O PROBLEMA DO DISCURSO
Combater a corrupção e promover a atracção do investimento privado não são tarefas antagónicas. Muito pelo contrário. No caso angolano, é possível e recomendável fazê-lo em simultâneo, porque, se não são mutuamente complementares, uma necessariamente completa a outra. Nas economias abertas ou que se desejam abertas, a transparência é um pressuposto decisivo à garantia do interesse dos investidores. É uma regra a qual ninguém ousa atrelar excepções.
Angola serve mais uma vez de exemplo. Por anos a fio, entre todas as razões que condicionaram o interesse mais acentuado do capital estrangeiro no país, destacavam-se a corrupção e a falta de transparência institucionalizadas. O MPLA até teve de ceder a uma leitura realista dos factos para instituir um lema de campanha eleitoral que mantivesse alguma chama acesa. O Presidente da República não pode e não deve, por isso, ser questionado pela manifesta intenção de travar as práticas que lesam e lesaram gravemente o erário.
Nesta matéria em particular, o que é questionável em João Lourenço é, sobretudo, o tipo de discurso que elegeu como marca. O recurso sistemático e selectivo a termos como “destruir” e “neutralizar”, por muito que lhe pareça estrategicamente justificado, dá azo inquestionavelmente ao fantasma da instabilidade que não pode ser relativizado. Há várias razões para isso, entre as quais o contexto continental e o seu pesado passivo histórico.
Angola carregará ainda por muitos anos o fardo de ser um país africano, percepcionado externamente como quase todos os outros países africanos são encarados: um país que se pode degenerar num repente e deixar-se engolir pela instabilidade política grave. Nas contas de qualquer investidor estrangeiro informado, até que o processo político angolano se torne indubitavelmente sólido, esse é dos riscos que jamais será colocado fora da equação. Mais grave ainda será para os investidores mal informados e de países que mal nos conhecem. Voltamos à ideia de entrada. João Lourenço terá certamente o apoio popular para manter o combate à corrupção, mas só até ao ponto de a agressividade do seu discurso se tornar visivelmente contraproducente, face aos objectivos que ele próprio persegue.

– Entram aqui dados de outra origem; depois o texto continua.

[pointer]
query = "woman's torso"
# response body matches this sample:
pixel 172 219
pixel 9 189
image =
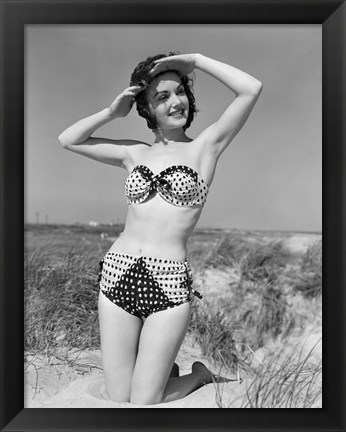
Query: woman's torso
pixel 156 227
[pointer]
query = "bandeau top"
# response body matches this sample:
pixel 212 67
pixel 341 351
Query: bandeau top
pixel 178 184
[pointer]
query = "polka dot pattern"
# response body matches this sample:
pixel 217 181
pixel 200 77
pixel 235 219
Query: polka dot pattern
pixel 144 285
pixel 179 185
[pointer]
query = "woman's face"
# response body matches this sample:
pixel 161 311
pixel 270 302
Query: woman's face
pixel 167 101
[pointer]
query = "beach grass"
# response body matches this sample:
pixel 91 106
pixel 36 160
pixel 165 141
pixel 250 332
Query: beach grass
pixel 272 296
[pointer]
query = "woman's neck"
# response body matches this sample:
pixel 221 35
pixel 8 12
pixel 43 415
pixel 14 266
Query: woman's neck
pixel 170 135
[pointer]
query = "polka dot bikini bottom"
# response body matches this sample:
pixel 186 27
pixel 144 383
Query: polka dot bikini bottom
pixel 143 285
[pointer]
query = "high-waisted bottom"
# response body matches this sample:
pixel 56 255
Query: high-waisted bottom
pixel 143 285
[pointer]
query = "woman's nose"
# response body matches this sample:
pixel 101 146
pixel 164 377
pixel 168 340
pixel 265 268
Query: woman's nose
pixel 175 100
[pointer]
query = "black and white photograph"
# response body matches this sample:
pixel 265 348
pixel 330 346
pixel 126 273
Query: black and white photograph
pixel 173 216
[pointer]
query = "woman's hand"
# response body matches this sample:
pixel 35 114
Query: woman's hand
pixel 184 63
pixel 123 103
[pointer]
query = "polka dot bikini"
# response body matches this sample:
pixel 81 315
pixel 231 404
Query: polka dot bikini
pixel 144 285
pixel 179 185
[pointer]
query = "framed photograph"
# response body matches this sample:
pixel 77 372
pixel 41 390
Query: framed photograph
pixel 58 62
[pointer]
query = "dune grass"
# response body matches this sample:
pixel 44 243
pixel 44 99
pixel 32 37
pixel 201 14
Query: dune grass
pixel 261 306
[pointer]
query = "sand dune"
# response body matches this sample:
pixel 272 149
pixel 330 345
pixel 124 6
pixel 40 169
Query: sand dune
pixel 53 384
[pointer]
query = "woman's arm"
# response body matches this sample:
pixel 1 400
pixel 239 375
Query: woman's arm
pixel 246 88
pixel 77 137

Finalmente, uma palavra incontornável sobre o uso do humor na visita de Estado efectuada a Portugal. A referência ao fogo que consumiu a Califórnia, em analogia à gestão do “fogo” que está ‘ateado’ em Angola, é, no todo, um recurso descuidado. E a explicação é simples: não é elegante fazer-se humor com uma tragédia humana que já enlutou quase uma centena de famílias, quando mais de cinco centenas de vítimas continuam desparecidas. Ao nível de um chefe de Estado, é muito pior.